Re: [PATCH] Drivers: hv: vmbus: Introduce the CHANNELMSG_MODIFYCHANNEL_RESPONSE message type

Andrea Parri Mon, 30 Nov 2020 15:12:00 -0800

On Sun, Nov 29, 2020 at 06:29:55PM +0000, Michael Kelley wrote:
> From: Andrea Parri (Microsoft) <parri.and...@gmail.com> Sent: Thursday, 
> November 26, 2020 11:12 AM
> > 
> > Quoting from commit 7527810573436f ("Drivers: hv: vmbus: Introduce
> > the CHANNELMSG_MODIFYCHANNEL message type"),
> > 
> >   "[...] Hyper-V can *not* currently ACK CHANNELMSG_MODIFYCHANNEL
> >    messages with the promise that (after the ACK is sent) the
> >    channel won't send any more interrupts to the "old" CPU.
> > 
> >    The peculiarity of the CHANNELMSG_MODIFYCHANNEL messages is
> >    problematic if the user want to take a CPU offline, since we
> >    don't want to take a CPU offline (and, potentially, "lose"
> >    channel interrupts on such CPU) if the host is still processing
> >    a CHANNELMSG_MODIFYCHANNEL message associated to that CPU."
> > 
> > Introduce the CHANNELMSG_MODIFYCHANNEL_RESPONSE(24) message type,
> > which embodies the type of the CHANNELMSG_MODIFYCHANNEL ACK.
> 
> I feel like the commit message needs a bit more detail about the new
> functionality that is added, including introducing the new VMbus protocol
> version 5.3, and then waiting for the response message when running
> with that protocol version of later.   Also, when taking a CPU offline, new
> functionality ensures that there are no pending channel interrupts for
> that CPU.


I'll add details along these lines in the next submission.


> 
> Could/should this patch be broken into multiple patches?
> 
> 1)  Introduce and negotiate VMbus protocol version 5.3.   Note that just
> negotiating version 5.3 should be safe because any ACK messages will
> be cleanly ignored by the old code.
> 2)  Check for pending channel interrupts before taking a CPU offline.
> Wouldn't this check be valid even with the existing code where there is no
> ACK message?  The old code is, in effect, assuming that enough time has
> passed such that the modify channel message has been processed.
> 3)  Code to wait for an ACK message, and code to receive and process an
> ACK message.

I think that the patch could be broken into multiple patches.  I'm still
wondering whether we could/should invoke hv_synic_event_pending() without
an ACK message (like the description above seems to suggest), say, from
the introduction of MODIFYCHANNEL messages...  Thoughts?

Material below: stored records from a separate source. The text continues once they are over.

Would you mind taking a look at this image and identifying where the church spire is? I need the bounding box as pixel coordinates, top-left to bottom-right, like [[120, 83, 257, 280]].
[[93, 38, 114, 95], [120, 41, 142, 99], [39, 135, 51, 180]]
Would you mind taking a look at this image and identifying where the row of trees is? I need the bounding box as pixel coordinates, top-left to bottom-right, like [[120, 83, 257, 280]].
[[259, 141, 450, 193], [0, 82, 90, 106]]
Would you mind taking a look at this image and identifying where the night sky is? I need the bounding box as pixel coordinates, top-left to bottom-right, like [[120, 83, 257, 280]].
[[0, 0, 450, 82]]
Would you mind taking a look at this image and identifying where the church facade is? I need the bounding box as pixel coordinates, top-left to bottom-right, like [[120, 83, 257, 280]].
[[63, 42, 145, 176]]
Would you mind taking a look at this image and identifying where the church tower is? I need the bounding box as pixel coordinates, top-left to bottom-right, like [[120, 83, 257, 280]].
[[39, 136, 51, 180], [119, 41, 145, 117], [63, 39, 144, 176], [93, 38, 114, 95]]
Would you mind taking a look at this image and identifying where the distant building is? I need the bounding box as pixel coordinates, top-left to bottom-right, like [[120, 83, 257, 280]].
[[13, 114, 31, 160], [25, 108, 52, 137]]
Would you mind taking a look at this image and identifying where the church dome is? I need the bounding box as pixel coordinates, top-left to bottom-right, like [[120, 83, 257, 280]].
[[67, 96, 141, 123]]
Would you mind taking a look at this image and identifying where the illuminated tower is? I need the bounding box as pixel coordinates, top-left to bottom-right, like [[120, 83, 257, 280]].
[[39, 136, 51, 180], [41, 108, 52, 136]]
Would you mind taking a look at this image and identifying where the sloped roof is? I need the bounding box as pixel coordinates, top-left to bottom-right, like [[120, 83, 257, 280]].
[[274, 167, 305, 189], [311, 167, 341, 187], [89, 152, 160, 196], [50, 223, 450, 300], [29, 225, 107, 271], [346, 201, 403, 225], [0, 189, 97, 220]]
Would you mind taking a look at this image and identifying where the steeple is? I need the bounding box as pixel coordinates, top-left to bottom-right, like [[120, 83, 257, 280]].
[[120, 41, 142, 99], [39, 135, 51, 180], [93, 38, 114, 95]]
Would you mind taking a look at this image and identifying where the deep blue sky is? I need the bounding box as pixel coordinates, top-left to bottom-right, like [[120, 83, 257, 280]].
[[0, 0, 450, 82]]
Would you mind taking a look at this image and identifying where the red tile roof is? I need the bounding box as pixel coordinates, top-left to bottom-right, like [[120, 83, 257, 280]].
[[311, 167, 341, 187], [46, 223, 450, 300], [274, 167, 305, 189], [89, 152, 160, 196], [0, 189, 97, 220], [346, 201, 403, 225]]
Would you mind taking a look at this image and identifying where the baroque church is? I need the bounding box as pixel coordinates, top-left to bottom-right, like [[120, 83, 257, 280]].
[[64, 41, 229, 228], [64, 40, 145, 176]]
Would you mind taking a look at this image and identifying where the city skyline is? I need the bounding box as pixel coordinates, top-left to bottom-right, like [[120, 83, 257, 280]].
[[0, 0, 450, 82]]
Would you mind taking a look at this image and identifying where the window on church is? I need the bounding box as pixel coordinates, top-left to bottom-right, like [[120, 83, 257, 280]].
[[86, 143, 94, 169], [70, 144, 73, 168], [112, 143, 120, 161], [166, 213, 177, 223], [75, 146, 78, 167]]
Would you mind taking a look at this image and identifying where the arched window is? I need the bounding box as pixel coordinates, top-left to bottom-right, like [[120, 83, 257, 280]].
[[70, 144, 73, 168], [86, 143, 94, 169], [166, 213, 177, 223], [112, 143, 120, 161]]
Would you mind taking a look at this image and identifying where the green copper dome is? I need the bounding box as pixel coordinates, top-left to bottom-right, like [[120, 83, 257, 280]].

> > +static int send_modifychannel_with_ack(struct vmbus_channel *channel, u32 
> > target_vp)
> > +{
> > +   struct vmbus_channel_modifychannel *msg;
> > +   struct vmbus_channel_msginfo *info;
> > +   unsigned long flags;
> > +   int ret;
> > +
> > +   info = kzalloc(sizeof(struct vmbus_channel_msginfo) +
> > +                           sizeof(struct vmbus_channel_modifychannel),
> > +                  GFP_KERNEL);
> > +   if (!info)
> > +           return -ENOMEM;
> > +
> > +   init_completion(&info->waitevent);
> > +   info->waiting_channel = channel;
> > +
> > +   msg = (struct vmbus_channel_modifychannel *)info->msg;
> > +   msg->header.msgtype = CHANNELMSG_MODIFYCHANNEL;
> > +   msg->child_relid = channel->offermsg.child_relid;
> > +   msg->target_vp = target_vp;
> > +
> > +   spin_lock_irqsave(&vmbus_connection.channelmsg_lock, flags);
> > +   list_add_tail(&info->msglistentry, &vmbus_connection.chn_msg_list);
> > +   spin_unlock_irqrestore(&vmbus_connection.channelmsg_lock, flags);
> > +
> > +   if (channel->rescind) {
> > +           ret = -ENODEV;
> > +           goto free_info;
> > +   }
> 
> Does the above check really do anything?  Such checks are sprinkled throughout
> the VMbus code, and I've always questioned their efficacy.  The rescind flag 
> can
> be set without holding the channel_mutex, so as soon as the above code tests
> the flag, it seems like it could change.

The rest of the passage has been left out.